You are a coding assistant helping the user diagnose why their staging deploy
is rejecting requests with HTTP 503. The conversation has been running for
twelve turns. Five turns ago, you called `read_file` on
`/etc/services/api/config.toml` and the tool returned the full contents — a
42-line TOML file showing `max_inflight = 256`, `pool_size = 32`,
`upstream_timeout_ms = 1500`, and a `[features]` block with
`enable_circuit_breaker = true`. You quoted those values back to the user
verbatim and used them to rule out a configuration cause; the working
hypothesis since then has been an upstream DNS issue and you have been
inspecting `journalctl` output.

The user has just sent a new message:

> Hmm, the DNS theory isn't panning out — I just ran `dig` against the
> upstream and it resolves fine. I'm starting to wonder if the config really
> is the problem after all. The TOML file you read earlier — what was
> `max_inflight` set to again?
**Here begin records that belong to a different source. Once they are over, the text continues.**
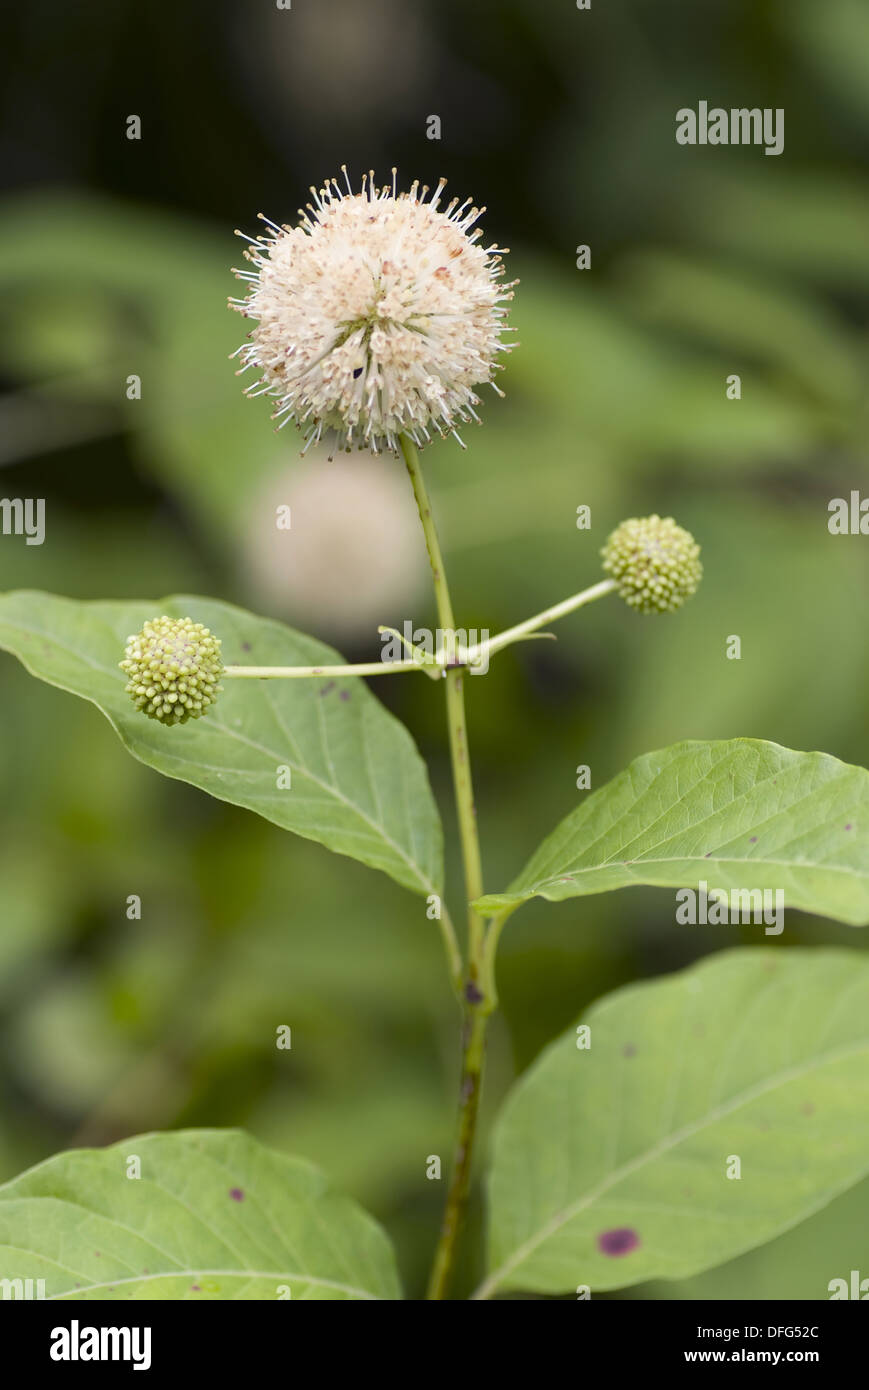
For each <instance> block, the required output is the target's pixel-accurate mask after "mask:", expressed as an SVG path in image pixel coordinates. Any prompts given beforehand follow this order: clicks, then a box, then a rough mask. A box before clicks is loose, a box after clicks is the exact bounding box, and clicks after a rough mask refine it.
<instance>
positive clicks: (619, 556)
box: [601, 516, 704, 613]
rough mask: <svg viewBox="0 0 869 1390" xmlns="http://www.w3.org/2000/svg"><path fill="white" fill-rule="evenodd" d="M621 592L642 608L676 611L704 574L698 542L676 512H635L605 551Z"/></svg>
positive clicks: (603, 563) (611, 540)
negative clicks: (640, 515)
mask: <svg viewBox="0 0 869 1390" xmlns="http://www.w3.org/2000/svg"><path fill="white" fill-rule="evenodd" d="M601 555H602V556H603V569H605V570H606V573H608V574H610V575H612V578H613V580H616V582H617V585H619V596H620V598H623V599H624V602H626V603H630V606H631V607H635V609H638V612H640V613H674V612H676V609H677V607H681V605H683V603H684V602H685V599H690V598H691V595H692V594H695V592H697V585H698V584H699V581H701V578H702V575H704V567H702V564H701V563H699V545H698V543H697V541H695V539H694V537H692V535H691V532H690V531H684V530H683V528H681V527H680V525H676V521H674V520H673V517H663V520H662V518H660V517H659V516H652V517H631V518H630V521H623V523H622V525H619V527H616V530H615V531H613V534H612V535H610V538H609V539H608V542H606V545H605V546H603V549H602V550H601Z"/></svg>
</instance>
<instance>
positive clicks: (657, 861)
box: [477, 738, 869, 926]
mask: <svg viewBox="0 0 869 1390" xmlns="http://www.w3.org/2000/svg"><path fill="white" fill-rule="evenodd" d="M701 880H702V881H705V883H706V884H709V885H710V891H712V890H713V888H722V890H726V891H731V890H737V891H738V890H745V891H751V890H758V888H761V890H763V888H768V890H770V891H772V890H781V891H783V892H784V903H786V906H790V908H802V909H804V910H805V912H816V913H820V915H823V916H827V917H836V919H837V920H838V922H848V923H851V924H852V926H865V924H866V923H868V922H869V773H868V771H866V770H865V769H863V767H852V766H850V765H848V763H841V762H838V759H837V758H830V756H829V755H827V753H795V752H791V749H788V748H780V746H779V744H765V742H762V741H759V739H754V738H734V739H729V741H720V742H699V741H697V742H694V741H688V742H684V744H674V745H673V746H672V748H665V749H662V751H660V752H658V753H645V755H644V756H642V758H637V760H635V762H633V763H631V765H630V767H627V769H626V771H623V773H620V774H619V776H617V777H615V778H613V781H610V783H608V784H606V787H602V788H601V791H596V792H592V795H591V796H588V798H587V799H585V801H584V802H583V803H581V805H580V806H577V809H576V810H574V812H571V813H570V816H567V817H566V820H563V821H562V823H560V826H558V828H556V830H555V831H553V833H552V834H551V835H549V838H548V840H545V841H544V844H542V845H541V848H539V849H538V851H537V853H535V855H534V858H533V859H531V862H530V863H528V865H527V866H526V867H524V869H523V872H521V873H520V876H519V878H516V881H514V883H513V884H512V885H510V888H509V890H507V891H506V892H503V894H492V895H488V897H485V898H481V899H480V901H478V903H477V906H478V908H480V909H481V910H484V912H492V913H494V912H503V910H507V909H512V908H516V906H519V903H520V902H526V901H527V899H528V898H548V899H549V902H560V901H562V899H563V898H581V897H584V895H585V894H591V892H609V891H610V890H612V888H626V887H630V885H631V884H655V885H658V887H662V888H667V887H669V888H680V887H697V885H698V884H699V881H701Z"/></svg>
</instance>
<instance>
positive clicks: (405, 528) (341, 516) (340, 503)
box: [243, 450, 428, 646]
mask: <svg viewBox="0 0 869 1390" xmlns="http://www.w3.org/2000/svg"><path fill="white" fill-rule="evenodd" d="M285 507H289V530H279V528H278V525H277V518H278V516H281V517H282V518H286V513H285V512H284V510H281V509H285ZM417 530H419V518H417V514H416V506H414V502H413V493H412V491H410V488H409V486H407V478H406V477H405V473H403V470H402V471H398V470H396V468H395V466H393V464H392V463H389V461H388V460H387V459H382V457H380V459H375V457H373V456H371V455H359V456H356V457H355V459H345V457H339V459H335V460H334V461H331V463H328V461H327V460H325V457H324V450H318V452H317V453H311V455H310V456H309V460H306V461H304V463H303V464H299V463H298V461H296V463H293V464H292V467H289V468H286V470H285V471H284V473H281V474H279V475H278V477H277V478H270V480H268V484H267V485H266V486H264V488H263V489H261V491H260V492H259V495H256V496H254V499H253V503H252V507H250V514H249V521H247V539H246V548H245V560H243V563H245V569H246V575H247V580H249V582H250V585H252V589H253V591H254V598H256V600H257V602H259V603H260V605H261V606H266V607H268V609H270V612H273V613H275V614H279V616H281V617H288V619H291V621H296V623H298V624H299V626H300V627H303V628H304V630H306V631H309V630H311V631H317V632H320V634H323V635H324V637H331V638H332V639H334V641H335V642H338V644H339V645H341V644H342V642H343V644H366V645H368V644H371V645H374V646H377V645H378V644H380V638H378V635H377V626H378V623H388V624H396V623H398V624H399V626H400V623H402V621H403V620H405V619H407V617H412V616H413V613H414V612H416V607H417V605H419V603H420V602H421V600H423V599H424V595H425V592H427V588H428V564H427V560H425V550H424V546H421V545H420V543H419V538H417Z"/></svg>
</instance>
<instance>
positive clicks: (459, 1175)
mask: <svg viewBox="0 0 869 1390" xmlns="http://www.w3.org/2000/svg"><path fill="white" fill-rule="evenodd" d="M400 446H402V453H403V456H405V463H406V464H407V473H409V474H410V482H412V486H413V495H414V498H416V503H417V510H419V513H420V521H421V524H423V534H424V537H425V548H427V550H428V562H430V564H431V574H432V580H434V591H435V603H437V609H438V623H439V626H441V628H442V630H444V631H445V632H449V634H452V632H455V628H456V621H455V616H453V607H452V600H450V596H449V587H448V584H446V571H445V569H444V556H442V553H441V543H439V541H438V532H437V528H435V523H434V516H432V512H431V503H430V500H428V493H427V491H425V482H424V480H423V474H421V470H420V460H419V453H417V449H416V445H414V443H413V441H412V439H409V438H407V436H406V435H402V436H400ZM446 721H448V730H449V752H450V762H452V773H453V787H455V796H456V813H457V820H459V837H460V842H462V862H463V867H464V897H466V902H467V933H469V937H467V981H466V986H464V995H463V1012H464V1019H463V1040H462V1083H460V1090H459V1126H457V1138H456V1151H455V1158H453V1169H452V1175H450V1183H449V1190H448V1193H446V1202H445V1208H444V1219H442V1222H441V1234H439V1238H438V1245H437V1250H435V1257H434V1264H432V1269H431V1277H430V1282H428V1294H427V1297H428V1298H430V1300H442V1298H445V1297H446V1294H448V1289H449V1282H450V1277H452V1272H453V1265H455V1259H456V1251H457V1241H459V1234H460V1230H462V1223H463V1218H464V1209H466V1205H467V1194H469V1188H470V1179H471V1165H473V1154H474V1137H476V1131H477V1115H478V1109H480V1090H481V1086H482V1063H484V1056H485V1030H487V1023H488V1017H489V1015H491V1012H492V1009H494V1006H495V1004H494V999H492V998H491V997H489V995H488V994H487V991H485V990H484V988H481V983H482V977H484V952H485V922H484V919H482V917H481V916H480V913H478V912H476V910H474V908H473V906H471V903H473V902H474V901H476V899H477V898H480V897H482V863H481V856H480V837H478V834H477V812H476V808H474V790H473V781H471V766H470V752H469V744H467V721H466V716H464V670H463V667H460V666H453V667H450V669H449V670H448V671H446Z"/></svg>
And while you're at it, can you also confirm
> `enable_circuit_breaker`? I want to be 100% sure those numbers are current
> before I rule config out.

Critically: nothing in the intervening turns has modified the file. No
`write_file` was issued, no deploy was triggered, no other process was
observed touching the path, and the user has not claimed to have edited it
out-of-band. The values from your earlier `read_file` are the freshest
information in existence about that file — the tool output sitting in
context IS the current truth. The user's phrasing ("are those numbers
current") is hedging language, not new evidence of staleness.

Decide your next action. You may answer from recall, you may call a tool, or
you may do both. Whatever you choose, make your reasoning about *why* that
choice is correct explicit before you act.